Amrapali Jewels
- Type: Private limited company
- Industry: Gems & Jewellery
- Founded: 1978
- Founder: Rajiv Arora and Rajesh Ajmera
- Headquarters: Jaipur, India
- Area served: Worldwide
- Key people: Rajiv Arora Rajesh Ajmera Tarang Arora & Akanksha Arora
- Products: Jewelry & Accessories
- Website: Official website

= Amrapali Jewels =

Indian jewelry company

Amrapali Jewels is a jewellery house founded in 1978 by Rajiv Arora and Rajesh Ajmera in Jaipur. Amrapali designs, produces and distributes tribal, fine and uncut gemstone jewellery. The brand has stores in India and London. The brand also operates a museum of Indian jewellery in Jaipur.

==Historical background==
Amrapali Jewels was founded by Rajiv Arora and Rajesh Ajmera, who studied subjects related to ancient Indian culture during their graduate education.

In January 2025, House of Masaba and Amrapali Jewels jointly launched a fine jewellery collection. Tribe Amrapali, a subsidiary of Amrapali Jewels, had previously collaborated with designer Masaba Gupta on the Ghana Ghana collection.

== Indian jewellery museum ==
The brand operates an Amrapali Museum of Jewellery, spread over a 6500 sqft space and showcasing traditional Indian Jewellery in the city of Jaipur. The collection took 50 years to be gathered.
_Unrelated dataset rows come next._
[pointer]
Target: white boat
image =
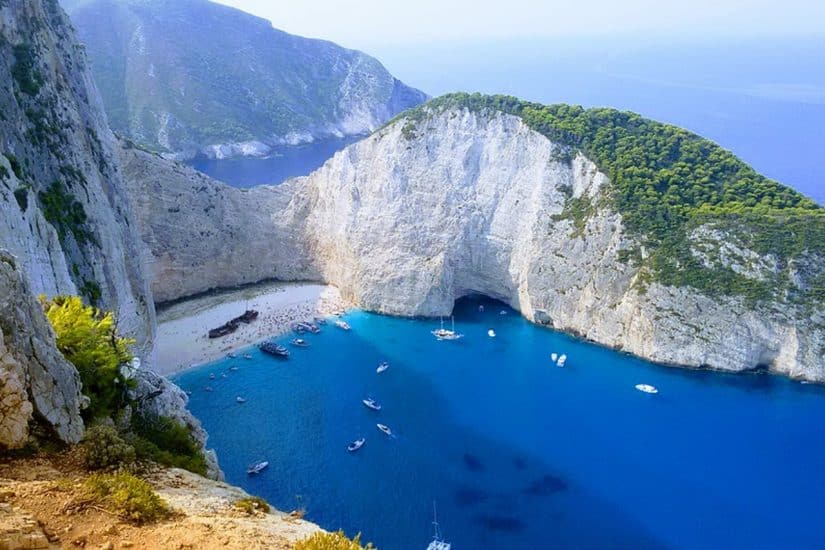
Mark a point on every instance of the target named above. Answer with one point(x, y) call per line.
point(444, 334)
point(437, 543)
point(355, 445)
point(257, 468)
point(371, 403)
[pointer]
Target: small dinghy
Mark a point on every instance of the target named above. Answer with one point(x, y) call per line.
point(257, 468)
point(355, 445)
point(371, 403)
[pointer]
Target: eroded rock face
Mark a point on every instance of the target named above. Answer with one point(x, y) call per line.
point(63, 211)
point(412, 218)
point(36, 379)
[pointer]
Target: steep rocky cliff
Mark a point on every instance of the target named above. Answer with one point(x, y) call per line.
point(65, 216)
point(429, 209)
point(192, 76)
== Income Tax Department raid ==
On 13 July 2020, the I.T. Department raided Amrapali Jewels and its owner Rajiv Arora, who is a close aide of Congress CM, Ashok Gehlot and Vice President of the Rajasthan Pradesh Congress Committee for tax evasion at various locations, including Mumbai and Delhi.

There was also a case in 2015 registered against Amrapali Jewels regarding bogus purchases of precious and semi-precious stones.